Katie Short (’80)Katie Short (’80)Meanwhile, Katie Short (’80), co-founder and vice president of the Life Legal Defense Foundation, which is defending Mr. Daleiden in three civil suits, has found fault with the grand jury’s reasoning. “The tampering charge, which is a felony offense, is for the use of a California identification in order to enter the Planned Parenthood clinic for the purpose of investigation,” Mrs. Short tells LifeNews.com. Yet Texas law “provides a defense where the false information has ‘no effect on the government’s purpose for requiring the governmental record,’” she continues — and the purpose of the law in question is to prevent minors from purchasing alcohol, not to shield Planned Parenthood from undercover investigation.

Moreover, a press release issued by Mrs. Short’s Life Legal Defense Foundation contends that the law against attempting to purchase or sell body parts has been, at the very least, unevenly applied. “Daleiden was … charged with human organ trafficking, a misdemeanor charge, for allegedly offering to purchase fetal body parts from Planned Parenthood,” the statement reads. “Inexplicably, Planned Parenthood was not charged with the corresponding crime of offering to sell human organs.”

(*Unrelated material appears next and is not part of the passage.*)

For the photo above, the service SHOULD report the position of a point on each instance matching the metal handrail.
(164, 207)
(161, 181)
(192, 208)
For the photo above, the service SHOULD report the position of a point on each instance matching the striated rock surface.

That disparity, Mr. Cantu acknowledges, may hint “that this was a politically motivated indictment designed to punish Daleiden and Merritt for having the wrong cause,” although the “mere existence of the indictment does not establish that.” Still, he adds in a footnote, “There is a good counterargument that this is a case ripe for the exercise of prosecutorial discretion, and [the district attorney] should drop these charges.”